Today, there were Northern Cardinals, American Robins, Tufted Titmice, a Northern Flicker and a mystery species all sun bathing together. It was amazing! I had seen this behavior before and mistaken it for dust bathing, but these birds were actually sun bathing in an open area on top of leaf litter. Some birds sun bathe in tree branches, though; and I did catch one Northern Cardinal sun bathing on a branch.
The birds spread out their tail feathers, hold out one or both wings, and rest in the sunshine. They keep an eye out for predators while they are soaking up the rays because while they are sun bathing, they are vulnerable.
There are several theories for why they do it.
1. To dry off quickly after a water bath. (Not the case here. None of these birds were wet.)
2. To heat up parasites, which gets them to move and makes them easier to remove.
3. To assist in preening. Birds have an oil gland near their tail, and when they preen, they spread this oil through their feathers to keep them from becoming brittle and to keep them healthy.

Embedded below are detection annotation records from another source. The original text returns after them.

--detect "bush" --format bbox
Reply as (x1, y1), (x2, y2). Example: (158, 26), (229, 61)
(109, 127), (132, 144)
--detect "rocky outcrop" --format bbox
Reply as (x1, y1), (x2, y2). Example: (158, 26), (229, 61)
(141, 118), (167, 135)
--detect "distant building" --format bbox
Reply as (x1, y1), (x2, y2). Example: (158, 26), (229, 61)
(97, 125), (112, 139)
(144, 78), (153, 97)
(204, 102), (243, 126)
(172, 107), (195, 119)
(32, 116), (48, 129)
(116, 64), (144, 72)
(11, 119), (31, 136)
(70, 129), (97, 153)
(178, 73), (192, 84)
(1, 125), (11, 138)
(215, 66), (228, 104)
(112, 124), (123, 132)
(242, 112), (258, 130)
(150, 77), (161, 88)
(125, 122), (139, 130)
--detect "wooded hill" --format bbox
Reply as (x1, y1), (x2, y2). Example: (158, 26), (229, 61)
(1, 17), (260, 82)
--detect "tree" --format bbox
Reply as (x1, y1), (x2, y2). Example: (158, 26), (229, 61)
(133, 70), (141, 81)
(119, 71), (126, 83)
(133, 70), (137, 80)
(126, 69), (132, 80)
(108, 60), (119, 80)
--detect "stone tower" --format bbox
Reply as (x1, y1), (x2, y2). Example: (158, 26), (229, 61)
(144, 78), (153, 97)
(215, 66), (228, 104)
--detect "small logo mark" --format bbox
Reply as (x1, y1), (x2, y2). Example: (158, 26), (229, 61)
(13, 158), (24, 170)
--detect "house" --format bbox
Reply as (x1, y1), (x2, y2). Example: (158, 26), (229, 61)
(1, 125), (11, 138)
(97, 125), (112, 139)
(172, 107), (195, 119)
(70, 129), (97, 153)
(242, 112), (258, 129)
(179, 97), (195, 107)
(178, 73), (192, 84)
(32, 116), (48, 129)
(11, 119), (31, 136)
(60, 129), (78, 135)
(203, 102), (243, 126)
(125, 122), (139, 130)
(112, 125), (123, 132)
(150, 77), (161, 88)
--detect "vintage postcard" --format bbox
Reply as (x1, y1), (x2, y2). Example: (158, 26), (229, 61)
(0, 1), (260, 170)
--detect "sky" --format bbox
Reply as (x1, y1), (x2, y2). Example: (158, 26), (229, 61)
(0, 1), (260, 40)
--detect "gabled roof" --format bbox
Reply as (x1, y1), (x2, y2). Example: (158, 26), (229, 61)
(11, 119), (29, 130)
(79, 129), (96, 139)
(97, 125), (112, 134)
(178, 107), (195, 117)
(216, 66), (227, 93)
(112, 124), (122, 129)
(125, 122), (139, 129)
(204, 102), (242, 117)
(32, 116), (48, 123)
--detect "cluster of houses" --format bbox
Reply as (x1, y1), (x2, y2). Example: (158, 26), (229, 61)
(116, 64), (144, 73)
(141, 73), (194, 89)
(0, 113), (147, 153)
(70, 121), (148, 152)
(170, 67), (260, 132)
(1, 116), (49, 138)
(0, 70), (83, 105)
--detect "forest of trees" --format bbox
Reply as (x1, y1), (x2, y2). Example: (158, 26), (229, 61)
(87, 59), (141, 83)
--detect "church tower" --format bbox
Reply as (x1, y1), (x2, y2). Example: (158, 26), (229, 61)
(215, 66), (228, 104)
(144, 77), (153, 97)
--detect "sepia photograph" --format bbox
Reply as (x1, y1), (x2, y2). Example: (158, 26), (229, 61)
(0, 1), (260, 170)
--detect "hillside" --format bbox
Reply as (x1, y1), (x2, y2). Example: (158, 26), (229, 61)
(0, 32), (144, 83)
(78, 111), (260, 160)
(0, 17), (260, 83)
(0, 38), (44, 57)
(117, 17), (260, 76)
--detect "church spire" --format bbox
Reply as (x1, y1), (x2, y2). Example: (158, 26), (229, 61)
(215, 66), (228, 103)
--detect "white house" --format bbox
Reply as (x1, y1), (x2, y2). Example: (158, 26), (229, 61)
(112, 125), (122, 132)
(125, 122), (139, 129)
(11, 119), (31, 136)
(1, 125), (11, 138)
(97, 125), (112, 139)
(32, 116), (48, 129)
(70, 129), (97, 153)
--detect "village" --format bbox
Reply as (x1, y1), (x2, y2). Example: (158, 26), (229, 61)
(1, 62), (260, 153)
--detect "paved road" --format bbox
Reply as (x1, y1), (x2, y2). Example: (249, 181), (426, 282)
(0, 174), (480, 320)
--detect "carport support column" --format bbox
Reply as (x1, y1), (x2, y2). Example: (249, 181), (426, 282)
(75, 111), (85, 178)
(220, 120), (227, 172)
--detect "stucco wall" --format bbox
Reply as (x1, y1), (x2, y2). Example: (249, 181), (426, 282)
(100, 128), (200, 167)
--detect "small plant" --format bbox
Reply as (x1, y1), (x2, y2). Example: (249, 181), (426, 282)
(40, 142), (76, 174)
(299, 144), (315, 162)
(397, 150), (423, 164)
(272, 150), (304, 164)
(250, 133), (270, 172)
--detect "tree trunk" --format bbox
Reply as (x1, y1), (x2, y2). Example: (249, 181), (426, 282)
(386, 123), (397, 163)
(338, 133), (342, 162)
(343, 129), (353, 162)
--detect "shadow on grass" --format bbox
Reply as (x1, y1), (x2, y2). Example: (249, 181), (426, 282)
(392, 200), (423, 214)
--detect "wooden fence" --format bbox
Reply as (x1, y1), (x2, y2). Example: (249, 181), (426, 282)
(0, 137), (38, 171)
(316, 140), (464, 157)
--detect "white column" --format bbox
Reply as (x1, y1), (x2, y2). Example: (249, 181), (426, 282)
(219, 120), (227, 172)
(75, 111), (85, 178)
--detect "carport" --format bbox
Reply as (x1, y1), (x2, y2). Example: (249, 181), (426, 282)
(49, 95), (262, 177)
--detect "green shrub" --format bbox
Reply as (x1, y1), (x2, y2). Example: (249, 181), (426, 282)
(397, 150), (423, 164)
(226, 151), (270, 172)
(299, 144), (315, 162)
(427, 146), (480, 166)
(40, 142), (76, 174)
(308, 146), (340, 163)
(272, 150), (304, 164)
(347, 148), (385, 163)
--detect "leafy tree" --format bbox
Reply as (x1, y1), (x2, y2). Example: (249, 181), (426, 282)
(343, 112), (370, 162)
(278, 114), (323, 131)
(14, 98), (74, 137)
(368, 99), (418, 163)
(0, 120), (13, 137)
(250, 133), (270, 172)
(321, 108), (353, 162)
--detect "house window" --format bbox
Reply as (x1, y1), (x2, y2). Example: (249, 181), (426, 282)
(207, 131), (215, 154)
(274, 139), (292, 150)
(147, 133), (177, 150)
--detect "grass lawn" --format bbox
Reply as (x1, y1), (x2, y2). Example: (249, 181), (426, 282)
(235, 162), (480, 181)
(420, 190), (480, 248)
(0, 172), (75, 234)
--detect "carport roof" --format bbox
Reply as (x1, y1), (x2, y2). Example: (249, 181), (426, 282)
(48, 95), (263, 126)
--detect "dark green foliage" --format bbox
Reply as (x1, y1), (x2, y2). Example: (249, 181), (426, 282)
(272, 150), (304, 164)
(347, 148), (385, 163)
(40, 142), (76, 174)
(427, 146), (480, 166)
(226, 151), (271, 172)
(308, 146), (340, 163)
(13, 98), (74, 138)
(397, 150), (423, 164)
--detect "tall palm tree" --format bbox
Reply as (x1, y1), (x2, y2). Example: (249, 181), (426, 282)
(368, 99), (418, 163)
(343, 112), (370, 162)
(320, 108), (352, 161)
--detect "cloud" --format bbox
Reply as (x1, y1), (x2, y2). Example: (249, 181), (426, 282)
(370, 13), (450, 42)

4. To make them feel better during molting (loss of feathers and growth of new feathers). I'm not sure how it helps them to feel better, but I theorize that this is why the birds in my yard were sun bathing today. They appeared to be juveniles, and are likely in some stage of molt.
Anyway, here are the photos! It's an interesting behavior to witness! I read that when some people see it for the first time, they mistakenly believe the bird is injured (or dead), depending on how still they are. After seeing it myself, I can understand how they would come to that conclusion!
(near the ground)
another Northern Cardinal
(on the ground)
I'm not sure what species this one is....but it is also sun bathing.
(and Northern Flicker is visible just to the right behind that stick)
And just to help me learn this new lesson about bird bathing, I also had the pleasure of witnessing an actual dust bathing bird after work! I believe it is a juvenile Carolina Wren, but I am not sure.